Starość nie radość. Arnold Schwarzenegger i Sylvester Stallone, wielcy aktorzy kina akcji, wciąż są aktywni i kręcą wspólnie filmy, ale za sporą cenę. Po zakończeniu zdjęć do kolejnej produkcji Stallone'a - "Niezniszczalni 2" - Rambo i Terminator trafili na stół operacyjny. Obaj spotkali się w jednym szpitalu i obaj przeszli operację ramienia.
O nieoczekiwanym spotkaniu, do którego doszło po kilku miesiącach spędzonych na jednym planie filmowym, poinformował za pomocą swojego bloga były gubernator Kalifornii.
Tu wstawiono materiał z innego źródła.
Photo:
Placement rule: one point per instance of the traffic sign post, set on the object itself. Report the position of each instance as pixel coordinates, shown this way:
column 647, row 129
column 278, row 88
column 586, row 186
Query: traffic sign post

Schwarzenegger napisał: "Po wszystkich tych scenach akcji, kaskaderskich wyczynach i notorycznym poniewieraniu na planie 'The Expendables 2' i 'The Last Stand' nadszedł czas na lekkie podreperowanie mojego ramienia. I patrzcie, kto przypadkiem był drugi w kolejce na tę samą operację. Po niej jesteśmy już gotowi do kolejnych wyzwań i świetnej zabawy w czasie kręcenia 'The Tomb' " - stwierdził aktor.
Stara gwardia
Zarówno on jak i Stallone wciąż kipią energią. Choć mają kolejno 64, 65 lat i mogliby już się wylegiwać na emeryturze, postanowili jednak przedłużyć sobie młodość i wraz z innymi gwiazdami kina akcji starej daty - Chuckiem Norrisem (71), Brucem Willisem (56), Dolphem Lundgrenem (54), Jean-Claude Van Dammem (51) oraz Jetem Li (48) - wciąż bawią się w "fabryce snów".